Way back in 1979, Robert Jay Lifton wrote The Broken Connection. Dr. Becker wrote a much more complex book called Denial of Death (1973). A mock Kindle allowed me to read the first chapter of Denial of Death, which praises the work of Otto Rank. In the Index of The Broken Connection, Ernest Becker is listed for being mentioned eight times by Robert Jay Lifton. Otto Rank is listed for being mentioned eleven times, including some of the same sentences, like:

But Borkenau's insistence
upon the centrality of
imagery of death
and immortality
for historical experience
places him in the admirable
company of Rank, Ernest Becker,
and N. O. Brown. (Lifton, p. 286, n.)

A financial system attempts to transcend death by admitting that in the long run we are all dead. Churches have taught people to be generous with ten percent of their income to promote the general welfare. A society which could pool risk by diverting a small portion of the excess products it produces, like supporting farmers by providing school lunches or even breakfasts for students, can be run on the marginal thinking of Lifton:

A powerful recent example
is that of the life of
Mao Tse-tung and the
Communist Revolution
in China. We have noted
the special intensity
and thoroughness with which
traditional Chinese cultivated,
by means of family line,
the biological (or biosocial) mode.
The great shift of the mid-
and late twentieth century
has been from family to revolution.
"Revolutionary immortality"
becomes a special blend
of the basic modes. (pp. 287-288).

Modern thought will never be able to escape from its assumption that people are pre-revolutionary, as in the time when Kant formed his ideas about perception based on a pre-existing understanding of a unity.

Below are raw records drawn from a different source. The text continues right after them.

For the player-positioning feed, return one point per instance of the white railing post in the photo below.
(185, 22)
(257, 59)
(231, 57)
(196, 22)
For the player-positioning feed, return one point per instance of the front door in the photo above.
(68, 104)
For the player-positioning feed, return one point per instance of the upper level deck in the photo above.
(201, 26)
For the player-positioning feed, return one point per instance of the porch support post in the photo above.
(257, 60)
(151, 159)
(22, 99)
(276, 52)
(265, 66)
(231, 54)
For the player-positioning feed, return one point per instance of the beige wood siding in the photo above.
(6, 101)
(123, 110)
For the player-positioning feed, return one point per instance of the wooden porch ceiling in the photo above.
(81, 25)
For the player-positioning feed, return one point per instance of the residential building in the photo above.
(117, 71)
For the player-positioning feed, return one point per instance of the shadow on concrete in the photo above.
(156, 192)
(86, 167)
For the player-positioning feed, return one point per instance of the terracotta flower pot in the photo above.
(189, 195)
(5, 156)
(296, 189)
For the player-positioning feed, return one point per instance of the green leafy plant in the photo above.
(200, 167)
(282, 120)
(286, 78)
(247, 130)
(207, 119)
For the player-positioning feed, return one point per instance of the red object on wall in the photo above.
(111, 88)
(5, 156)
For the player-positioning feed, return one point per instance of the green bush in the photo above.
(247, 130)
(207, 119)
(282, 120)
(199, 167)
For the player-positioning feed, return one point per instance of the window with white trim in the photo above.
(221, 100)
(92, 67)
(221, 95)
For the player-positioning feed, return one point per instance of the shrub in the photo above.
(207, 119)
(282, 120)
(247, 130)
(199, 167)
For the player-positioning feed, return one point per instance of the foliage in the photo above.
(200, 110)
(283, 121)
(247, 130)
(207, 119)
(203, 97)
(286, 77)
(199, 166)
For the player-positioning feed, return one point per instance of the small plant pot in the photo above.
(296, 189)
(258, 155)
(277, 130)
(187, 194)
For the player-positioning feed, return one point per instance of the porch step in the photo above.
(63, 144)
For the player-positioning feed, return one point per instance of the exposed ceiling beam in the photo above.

The completed infinity we hope for is seeking the kind of thought reform that will even transform nature. According to Lifton:

Nature itself is seen
as transformed--
making possible an
embrace of an altered
natural mode--on behalf
of the revolution. (p. 288).

The financial system plays a minor role in the marginal thinking of most people because thinking about the future of currencies in markets that go up, down, or sideways has become the hedge millionaires and billionaires can trade. Martin Heidegger never said:

Only credit default swaps can save us now.